Scope for performance improvement of outerjoin when `on` is sorted?

In TSFrames.jl the join function looks like:

function Base.join(
    ts1::TSFrame,
    ts2::TSFrame,
    ts...;
    jointype::Symbol=:JoinAll
)
    result = joinmap[jointype](ts1.coredata, ts2.coredata, on=:Index, makeunique=true)
    for tsf in ts
        result = joinmap[jointype](result, tsf.coredata, on=:Index, makeunique=true)
    end
    return TSFrame(result)
end

In the examples below the R function performs better than TSFrames.join() by a factor of almost 6x.

> library(xts)
> library(microbenchmark)

> d1 = seq.Date(as.Date(0, origin = "0000-01-01"), by = 1, length.out = 10000000);
> d2 = seq.Date(as.Date(365*1000, origin = "0000-01-01"), by = 1, length.out = 10000000);
> ts1 = xts(1:length(d1), d1);
> ts2 = xts(1:length(d2), d2);

> microbenchmark(cbind(ts1, ts2, all = TRUE), times = 100)
 Unit: milliseconds
                         expr      min       lq     mean   median       uq
  cbind(ts1, ts2, all = TRUE) 134.7299 149.9012 166.7997 163.1097 179.3961
      max neval
  235.856   100

Julia

julia> d1 = range(Date(0), length=10_000_000, step=Day(1))
julia> d2 = range(Date(1000), length=10_000_000, step=Day(1))
julia> ts1 = TSFrame(1:length(d1), d1);
julia> ts2 = TSFrame(1:length(d2), d2);
julia> @benchmark join(ts1, ts2; jointype=:JoinAll) samples=100
BenchmarkTools.Trial: 6 samples with 1 evaluation.
 Range (min … max):  884.946 ms …   1.043 s  ┊ GC (min … max):  4.01% … 15.44%
 Time  (median):     969.911 ms              ┊ GC (median):     9.85%
 Time  (mean ± σ):   967.573 ms ± 63.127 ms  ┊ GC (mean ± σ):  10.29% ±  5.27%
   <histogram removed>
 Memory estimate: 1.31 GiB, allocs estimate: 394.

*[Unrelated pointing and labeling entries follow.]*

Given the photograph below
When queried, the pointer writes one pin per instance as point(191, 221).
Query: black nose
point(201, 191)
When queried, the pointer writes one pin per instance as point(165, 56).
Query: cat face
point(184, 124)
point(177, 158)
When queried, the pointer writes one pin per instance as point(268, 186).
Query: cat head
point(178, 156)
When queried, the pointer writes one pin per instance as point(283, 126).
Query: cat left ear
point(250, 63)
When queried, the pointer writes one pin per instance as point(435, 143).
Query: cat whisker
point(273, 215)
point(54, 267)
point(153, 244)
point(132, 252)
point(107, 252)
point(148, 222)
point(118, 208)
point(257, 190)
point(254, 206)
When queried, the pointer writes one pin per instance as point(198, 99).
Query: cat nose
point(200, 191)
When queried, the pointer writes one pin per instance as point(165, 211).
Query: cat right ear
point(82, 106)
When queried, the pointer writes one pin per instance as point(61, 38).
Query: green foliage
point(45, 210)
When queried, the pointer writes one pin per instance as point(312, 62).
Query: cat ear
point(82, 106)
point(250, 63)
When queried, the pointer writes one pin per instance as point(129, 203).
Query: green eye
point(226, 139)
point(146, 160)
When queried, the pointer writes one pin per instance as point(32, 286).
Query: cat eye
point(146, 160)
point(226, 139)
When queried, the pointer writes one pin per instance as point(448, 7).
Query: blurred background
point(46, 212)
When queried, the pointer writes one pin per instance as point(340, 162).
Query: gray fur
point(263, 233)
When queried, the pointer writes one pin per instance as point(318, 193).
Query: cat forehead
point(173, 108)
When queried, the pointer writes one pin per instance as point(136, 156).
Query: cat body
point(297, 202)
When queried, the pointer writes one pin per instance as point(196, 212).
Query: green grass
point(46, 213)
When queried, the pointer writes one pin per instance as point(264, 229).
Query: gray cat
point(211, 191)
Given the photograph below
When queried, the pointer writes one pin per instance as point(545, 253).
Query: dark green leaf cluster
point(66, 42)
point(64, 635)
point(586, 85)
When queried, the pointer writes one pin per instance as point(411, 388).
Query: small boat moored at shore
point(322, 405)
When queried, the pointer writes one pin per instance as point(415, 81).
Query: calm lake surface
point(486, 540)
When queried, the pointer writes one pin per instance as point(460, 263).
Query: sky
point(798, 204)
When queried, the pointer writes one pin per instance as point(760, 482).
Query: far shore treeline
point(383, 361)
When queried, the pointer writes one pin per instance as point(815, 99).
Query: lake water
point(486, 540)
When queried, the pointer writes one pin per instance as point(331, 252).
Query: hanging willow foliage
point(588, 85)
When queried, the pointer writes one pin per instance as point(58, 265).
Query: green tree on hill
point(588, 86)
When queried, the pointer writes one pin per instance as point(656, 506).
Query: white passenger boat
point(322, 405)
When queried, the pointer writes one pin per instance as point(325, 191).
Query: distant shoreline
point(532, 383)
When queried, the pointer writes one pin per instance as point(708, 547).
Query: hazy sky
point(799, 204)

I tried writing a simple while loop for joining two TSFrame objects but only going through that loop and doing all the if-else comparisons 10million times takes more than 2 seconds without storing the results. I was assuming the algo below is taking advantage of the fact that :Index column is already sorted so you can go through both the indexes sequentially which should save a lot of computation.

function joinnew(ts1::TSFrame, ts2::TSFrame)
    #result = Vector{Tuple{Union{Date, Missing}, Union{Date, Missing}}}()
    index1 = index(ts1)
    index2 = index(ts2)

    i = 1
    j = 1
    last1 = lastindex(index1)
    last2 = lastindex(index2)
    while (i <= last1 && j <= last2)
        if index1[i] < index2[j]
            # push!(result, (index1[i], missing))
            i += 1
        elseif index1[i] == index2[j]
            # push!(result, (index1[i], index2[j]))
            i += 1
            j += 1
        else
            # push!(result, (missing, index2[j]))
            j += 1
        end
    end
    while (i <= last1)
        # push!(result, (index1[i], missing))
        i += 1
    end
    while (j <= last2)
        # push!(result, (index2[j], missing))
        j += 1
    end
end

julia> @benchmark joinnew(ts1, ts2) samples=100
BenchmarkTools.Trial: 3 samples with 1 evaluation.
 Range (min … max):  2.113 s …   2.186 s  ┊ GC (min … max): 7.37% … 7.54%
 Time  (median):     2.163 s              ┊ GC (median):    7.62%
 Time  (mean ± σ):   2.154 s ± 37.562 ms  ┊ GC (mean ± σ):  7.79% ± 0.58%
  <histogram removed>
 Memory estimate: 1.47 GiB, allocs estimate: 98536480.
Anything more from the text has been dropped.